Ebola and Lassa viruses mutate frequently as they circulate in animal populations. Over time this results in many different strains of both diseases being present in animals, posing a serious and sustained risk to human health. The presence of multiple, diverse strains make it difficult to produce a vaccine which can consistently protect against the diseases over time.
A new £1.5 million project, led by researchers at the University of Cambridge aims to develop vaccines for Ebola and Lassa which will be effective against multiple strains.
The study will examine the different strains of both Ebola and Lassa present in bats and rats respectively, in Ghana and Nigeria, identifying virus proteins which remain constant across different virus strains. Researchers will use this information, along with knowledge of effective immune responses from survivors of these diseases, to identify promising vaccine targets, which will cover the broadest range of disease strains. A vaccine using this antigen will then be produced and studied to see how effective it is.
Professor Jonathan Heeney from the University of Cambridge, says, “We’ve taken fundamental science that stretches back almost two decades and developed a new approach to developing vaccines which has the potential to dramatically reduce the development time and changes the way in which the industry makes vaccines.”
The funding for this study is part of a £5 million commitment from the Department of Health and Social Care to fund five projects to develop new vaccines with a ‘One Health’ focus, considering how the environment, the health of animals and the health of humans interact. This sits within the government’s £120 million UK aid commitment to develop vaccines to help tackle diseases with epidemic potential.
The research project will last for three years, is funded by UK aid and will be managed by BBSRC.
Professor Jonathan Heeney has also received £1.4 million from BBSRC to lead a project that aims to predict where future outbreaks may arise from and the likely strains, and to then use this knowledge to inform vaccine design. He will work with veterinarians, clinicians, ecologists and medical and public health workers in West Africa to understand how people catch Lassa fever from rat populations. Their work will include trapping rat species that carry these viruses and placing GPS tags to monitor their movements, as well as obtaining molecular, genomic and antibody data from the animals and viral sequences from infected rats.
BBSRC funds research into zoonotic diseases carried primarily by farmed and other domesticated animals. However, sometimes wild animal diseases also pose a significant risk to human health and wellbeing.
Professor Melanie Welham, Executive Chair of BBSRC says, “This important research from the team at the University of Cambridge is about providing effective treatments for some potentially deadly diseases spread by rats and bats: Lassa and Ebola respectively. Novel strategies to combat dangerous infections like these are essential and often underpin the development of much-needed next generation vaccines.
“Professor Jonathan Heeney and team have already made a significant difference in this area, researching cross species transmissions of these viruses, with a view to developing vaccines for Ebola and Lassa that would be effective against multiple strains.”
Notes to editors
- There are multiple strains of Ebola and Lassa viruses and they continue to evolve rapidly as they circulate in animal populations
- A vaccine developed against one strain of the virus may not protect against all other strains
- New research by University of Cambridge aims to develop vaccines for Ebola and Lassa which will be effective against multiple strains
- The £1.5 million project lasts three years and is funded by UK Aid via the Department of Health and Social Care.

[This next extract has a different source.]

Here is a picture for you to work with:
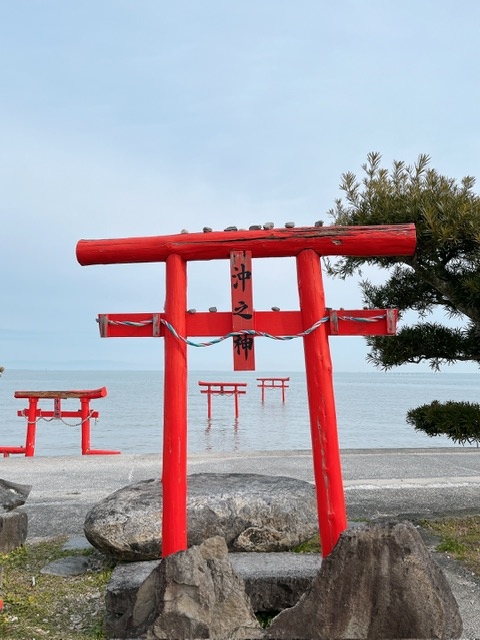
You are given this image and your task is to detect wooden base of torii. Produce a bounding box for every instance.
[77,223,416,558]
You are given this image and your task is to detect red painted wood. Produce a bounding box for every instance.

About University of Cambridge
The mission of the University of Cambridge is to contribute to society through the pursuit of education, learning and research at the highest international levels of excellence. To date, 98 affiliates of the University have won the Nobel Prize.
Founded in 1209, the University comprises 31 autonomous Colleges, which admit undergraduates and provide small-group tuition, and 150 departments, faculties and institutions. Cambridge is a global university. Its 19,000 student body includes 3,700 international students from 120 countries. Cambridge researchers collaborate with colleagues worldwide, and the University has established larger-scale partnerships in Asia, Africa and America.

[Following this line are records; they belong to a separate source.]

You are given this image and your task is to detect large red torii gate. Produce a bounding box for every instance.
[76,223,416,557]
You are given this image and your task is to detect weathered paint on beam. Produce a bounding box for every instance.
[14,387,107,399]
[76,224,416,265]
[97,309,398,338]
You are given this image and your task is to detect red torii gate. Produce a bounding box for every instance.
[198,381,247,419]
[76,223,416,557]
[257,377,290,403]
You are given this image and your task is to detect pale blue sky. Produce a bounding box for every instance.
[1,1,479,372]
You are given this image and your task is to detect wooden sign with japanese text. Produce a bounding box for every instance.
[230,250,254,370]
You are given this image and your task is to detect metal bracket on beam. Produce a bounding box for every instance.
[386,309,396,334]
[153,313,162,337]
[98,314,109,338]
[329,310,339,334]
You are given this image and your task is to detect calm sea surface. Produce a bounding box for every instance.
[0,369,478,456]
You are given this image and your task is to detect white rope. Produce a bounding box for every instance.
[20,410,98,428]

The University sits at the heart of the ‘Cambridge cluster’, which employs 60,000 people and has in excess of £12 billion in turnover generated annually by the 4,700 knowledge-intensive firms in and around the city. The city publishes 341 patents per 100,000 residents.
The Biotechnology and Biological Sciences Research Council (BBSRC) is part of UK Research and Innovation, a non-departmental public body funded by a grant-in-aid from the UK government.
BBSRC invests in world-class bioscience research and training on behalf of the UK public. Our aim is to further scientific knowledge, to promote economic growth, wealth and job creation and to improve quality of life in the UK and beyond.
Funded by government, BBSRC invested £498 million in world-class bioscience in 2017-18. We support research and training in universities and strategically funded institutes. BBSRC research and the people we fund are helping society to meet major challenges, including food security, green energy and healthier, longer lives. Our investments underpin important UK economic sectors, such as farming, food, industrial biotechnology and pharmaceuticals.